Some thoughts to consider regarding debt…

We, The Wife and I, met with a friend of ours who happens to be a crisis financial counselor. Which is good as we are in what would be considered a financial crisis. Here are a couple things to think about, if your up the creek as we are:

1: $500 to Discover, or buy groceries without putting them on the Credit Card?
2: Car payment or House payment? (Does that car have a shower?)
3: MasterCard charges 30% interest. Is it immoral for you to quit paying that card to feed and house your family?
4: Does your self worth come from your credit rating or from your relationship with God?

What it boils down to is priorities. When the crap hits the fan, remember what the real priorities of life are. My credit rating and card balances aren’t as important as caring for the family.


3 Responses to “Some thoughts to consider regarding debt…”


  1. January 13, 2009 at 7:10 pm

    Keep in mind the things you can do now to prevent it from getting even worse–you may be in a position where it’s either get a job or bankruptcy. Understand how not to rinse & repeat, though.

    And as repulsive as it may seem, you might want to look into what other programs there are out there to cover things like groceries…..

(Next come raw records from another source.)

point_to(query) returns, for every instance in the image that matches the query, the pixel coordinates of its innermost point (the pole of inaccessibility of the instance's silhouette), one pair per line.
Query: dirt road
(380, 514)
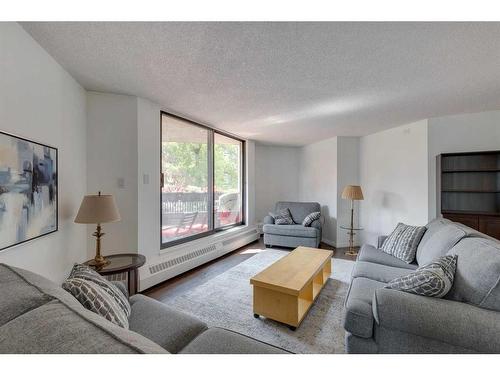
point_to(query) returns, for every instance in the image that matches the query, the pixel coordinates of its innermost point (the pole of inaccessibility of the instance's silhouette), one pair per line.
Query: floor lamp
(353, 193)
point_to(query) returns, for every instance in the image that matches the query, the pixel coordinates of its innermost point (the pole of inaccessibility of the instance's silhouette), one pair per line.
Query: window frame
(211, 178)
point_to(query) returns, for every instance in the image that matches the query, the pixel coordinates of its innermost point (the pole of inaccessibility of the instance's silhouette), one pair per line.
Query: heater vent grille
(182, 259)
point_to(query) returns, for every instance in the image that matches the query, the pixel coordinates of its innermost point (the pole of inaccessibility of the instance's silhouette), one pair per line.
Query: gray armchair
(296, 234)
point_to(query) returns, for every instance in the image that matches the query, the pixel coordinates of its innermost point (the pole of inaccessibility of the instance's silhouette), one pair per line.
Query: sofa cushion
(403, 241)
(358, 318)
(299, 210)
(43, 329)
(378, 272)
(477, 278)
(369, 253)
(294, 230)
(439, 238)
(223, 341)
(432, 280)
(169, 328)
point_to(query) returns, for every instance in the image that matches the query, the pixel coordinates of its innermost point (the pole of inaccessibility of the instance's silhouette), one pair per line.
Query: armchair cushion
(477, 279)
(268, 219)
(295, 230)
(358, 318)
(369, 253)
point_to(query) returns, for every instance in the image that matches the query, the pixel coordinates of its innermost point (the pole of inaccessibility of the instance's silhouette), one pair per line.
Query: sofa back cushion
(299, 210)
(441, 235)
(478, 272)
(37, 316)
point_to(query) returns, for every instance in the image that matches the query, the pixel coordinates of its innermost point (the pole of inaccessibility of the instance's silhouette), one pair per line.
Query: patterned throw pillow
(310, 218)
(403, 241)
(282, 217)
(432, 280)
(97, 294)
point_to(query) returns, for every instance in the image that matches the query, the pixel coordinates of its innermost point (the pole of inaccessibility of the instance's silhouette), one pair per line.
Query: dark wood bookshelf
(470, 189)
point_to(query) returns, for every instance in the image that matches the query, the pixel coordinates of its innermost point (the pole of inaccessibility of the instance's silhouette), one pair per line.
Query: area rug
(226, 301)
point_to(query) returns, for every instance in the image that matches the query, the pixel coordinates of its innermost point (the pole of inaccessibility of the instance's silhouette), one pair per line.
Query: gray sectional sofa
(466, 320)
(293, 235)
(37, 316)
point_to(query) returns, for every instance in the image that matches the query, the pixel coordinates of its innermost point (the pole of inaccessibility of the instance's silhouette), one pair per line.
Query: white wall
(318, 182)
(347, 174)
(40, 101)
(467, 132)
(112, 166)
(276, 177)
(394, 179)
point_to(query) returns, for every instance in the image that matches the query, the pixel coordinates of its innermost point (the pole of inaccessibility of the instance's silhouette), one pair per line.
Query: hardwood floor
(207, 271)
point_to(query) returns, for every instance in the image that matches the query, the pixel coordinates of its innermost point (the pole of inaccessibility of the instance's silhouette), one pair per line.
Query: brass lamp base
(99, 261)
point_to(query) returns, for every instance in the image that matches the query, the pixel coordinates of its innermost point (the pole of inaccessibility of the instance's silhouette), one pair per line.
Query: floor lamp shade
(97, 209)
(353, 192)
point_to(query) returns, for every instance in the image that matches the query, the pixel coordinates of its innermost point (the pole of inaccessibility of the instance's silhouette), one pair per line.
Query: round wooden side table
(120, 263)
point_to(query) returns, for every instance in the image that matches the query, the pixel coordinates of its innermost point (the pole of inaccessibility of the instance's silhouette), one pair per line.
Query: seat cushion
(295, 230)
(477, 276)
(378, 272)
(369, 253)
(358, 318)
(403, 241)
(439, 238)
(222, 341)
(169, 328)
(299, 210)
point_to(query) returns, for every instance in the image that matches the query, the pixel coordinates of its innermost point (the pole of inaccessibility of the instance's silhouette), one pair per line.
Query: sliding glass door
(202, 180)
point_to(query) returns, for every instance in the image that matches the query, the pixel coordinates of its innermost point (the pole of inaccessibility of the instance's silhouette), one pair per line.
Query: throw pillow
(81, 271)
(282, 217)
(432, 280)
(403, 242)
(97, 294)
(310, 218)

  2. January 15, 2009 at 4:03 am

    Man I wish I had wisdom enough to help. I believe that you’ll be faithful in prayer, action and giving and that you’ll make it through a better man and tighter family.

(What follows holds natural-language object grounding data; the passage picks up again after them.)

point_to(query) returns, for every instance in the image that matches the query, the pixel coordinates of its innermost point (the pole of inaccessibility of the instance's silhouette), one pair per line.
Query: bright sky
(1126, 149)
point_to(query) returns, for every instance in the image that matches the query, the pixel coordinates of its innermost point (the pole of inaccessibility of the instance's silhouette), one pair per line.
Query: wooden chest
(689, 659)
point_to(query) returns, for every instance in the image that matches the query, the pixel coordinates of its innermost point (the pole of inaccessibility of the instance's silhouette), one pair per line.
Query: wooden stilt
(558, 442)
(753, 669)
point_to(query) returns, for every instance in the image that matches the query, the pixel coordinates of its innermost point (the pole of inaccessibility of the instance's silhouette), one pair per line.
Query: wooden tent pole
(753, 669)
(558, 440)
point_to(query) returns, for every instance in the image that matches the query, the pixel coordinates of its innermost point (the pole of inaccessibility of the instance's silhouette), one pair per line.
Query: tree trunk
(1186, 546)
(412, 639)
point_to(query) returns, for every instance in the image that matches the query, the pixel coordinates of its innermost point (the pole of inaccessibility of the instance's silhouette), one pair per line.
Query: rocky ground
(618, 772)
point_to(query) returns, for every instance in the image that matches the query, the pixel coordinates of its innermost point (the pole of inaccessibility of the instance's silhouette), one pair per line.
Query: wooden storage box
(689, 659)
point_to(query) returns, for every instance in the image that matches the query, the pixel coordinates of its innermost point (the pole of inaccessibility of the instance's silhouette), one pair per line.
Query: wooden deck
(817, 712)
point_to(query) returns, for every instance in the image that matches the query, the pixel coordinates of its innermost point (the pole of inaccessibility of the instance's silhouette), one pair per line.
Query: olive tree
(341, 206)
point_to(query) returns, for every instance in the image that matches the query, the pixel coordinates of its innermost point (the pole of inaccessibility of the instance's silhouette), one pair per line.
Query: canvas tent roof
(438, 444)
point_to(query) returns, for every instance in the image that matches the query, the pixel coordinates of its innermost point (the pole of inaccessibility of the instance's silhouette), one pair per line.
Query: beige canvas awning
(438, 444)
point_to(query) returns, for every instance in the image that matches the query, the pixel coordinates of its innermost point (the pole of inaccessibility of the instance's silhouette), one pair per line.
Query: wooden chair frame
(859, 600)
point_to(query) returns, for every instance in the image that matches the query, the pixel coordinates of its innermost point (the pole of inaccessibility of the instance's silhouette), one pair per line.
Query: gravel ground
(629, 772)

  3. January 23, 2009 at 10:23 pm

    Years ago when we were going through some nastiness with the IRS our attorney, a Christian, told us to keep things in perspective. “Your problem can be solved with money,” he said. “Any problem that can be solved with money isn’t really a problem.” (In comparision to death or disease, for example). The Rev. Mum is the real financial guru (for budgeting, debt-payment, etc.) and she can help, but one thing I know is that most creditors are willing to work with you if you reach out to them. Explain the situation, offer to pay something, stay in contact. We went through about a year-and-a-half period of un-or-under-employment, plus the IRS-hounds, and made it through. When we re-fi’d a few years ago to do some remodeling the loan officer gushed, “Your credit walks on water!” (They also wanted to loan us about 3 1/2 times what we were asking for, which we declined – that’s one of the ways we keep the credit rating that high). Anyway, we’ve got stories to tell and encouragement to offer. Don’t be a stranger.